4 réponses à Découvrez la fabrication artisanale d’un châle russe

  • Scheppers Claude dit :

    je suis très intéressée par l’artisanat et ai beaucoup apprécié votre vidéo sur la fabrication des châles Russes. Au fil des ans ,via les brocantes ,je me suis constituée une petite collection de matriochkas. Où pourrais je me documenter sur leur provenance ,leur époque de fabrication ETC???
    J’aimerais également trouver des patrons des chemises et des broderies traditionnelles Russes au point de croix.
    Merci beaucoup.
    Claude Scheppers

  • Natalia dit :

    Bonjour, Claude 🙂
    Merci pour l’intérêt envers la culture de mon pays.

    Quant à votre collection des matriochkas je pourrais peut-être vous donner mon avis sur les années et la provenance de vos poupées d’après les photos de bonne qualité. Mais si vous cherchez à faire faire une expertise de la collection, je pense qu’il vaut mieux voir ceci avec des spécialistes du musée de matriochkas à Sergiev Posad. C’est d’ailleurs un seul musée de matriochkas.

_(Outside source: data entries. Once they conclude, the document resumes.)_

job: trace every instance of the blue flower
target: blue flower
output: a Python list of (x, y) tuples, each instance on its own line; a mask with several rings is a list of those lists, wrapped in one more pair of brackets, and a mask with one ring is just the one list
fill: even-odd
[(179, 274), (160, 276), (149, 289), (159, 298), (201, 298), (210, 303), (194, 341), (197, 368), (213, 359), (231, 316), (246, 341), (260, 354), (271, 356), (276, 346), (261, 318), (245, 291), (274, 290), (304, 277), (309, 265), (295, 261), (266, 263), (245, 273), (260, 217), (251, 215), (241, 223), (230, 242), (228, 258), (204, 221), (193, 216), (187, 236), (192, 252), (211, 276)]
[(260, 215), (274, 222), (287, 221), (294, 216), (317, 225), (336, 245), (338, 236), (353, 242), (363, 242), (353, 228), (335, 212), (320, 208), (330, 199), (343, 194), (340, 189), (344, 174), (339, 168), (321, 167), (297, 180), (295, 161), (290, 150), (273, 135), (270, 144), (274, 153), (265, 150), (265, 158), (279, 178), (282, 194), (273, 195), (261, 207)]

    Quant à la broderie russe, vous pouvez trouvez quelques patrons gratuits ici http://www.costume-russe.fr/a-propos-de-lauteure-2/des-patrons-gratuits/. Certainement ils ne sont pas travaillés dans les logiciels appropriés mais avec une bonne volonté sont parfaitement déchiffrables. J’en prépare une série des patrons de la broderie slave en bon format pour différente utilisation mais ce n’est pas encore fini. Je vous ferrai signe quand ce serai fait. D’ailleurs mon article suivant sera sur la broderie russe au point de croix 🙂

    Quant aux patrons des chemisiers russes c’est moins trouvable que les patrons de la broderie russe. Je rectifie pas mal et j’adapte sérieusement le peu que j’arrive à trouver. Au fait le plus importants est d’avoir le descriptif du travail pas à pas que le patron même (selon mon expérience). Il existe les livres des ethnographes russes Gorojanina et Zaytseva, mais il est en russe et je n’ai pas encore réussi d’en trouver à Moscou. Il existe des livres sur les costumes médiévales en français, alors, pourquoi pas en écrire un sur le costume russe en français?! 🙂 C’est toujours plus agréable d’en faire un par soi-même qu’à acheter. Surtout que le coût de broderie et de confection d’un chemisier varie de 300 à 800 eur sans compter le plaisir de la réalisation par ses propres mains:)
    Je vous tiens au courant pour la broderie, d’accord? 🙂
    Bonne journée, Claude.
    Amicalement,
    Natalia.
    Natalia Articles récents..Boîte haute « Dentelle » (touës) (Visites: 40)My Profile

  • Victoria dit :

    La photo de la jeune femme est magnifique, son châle, sa robe, ses gants et la déco intérieure, j’adore!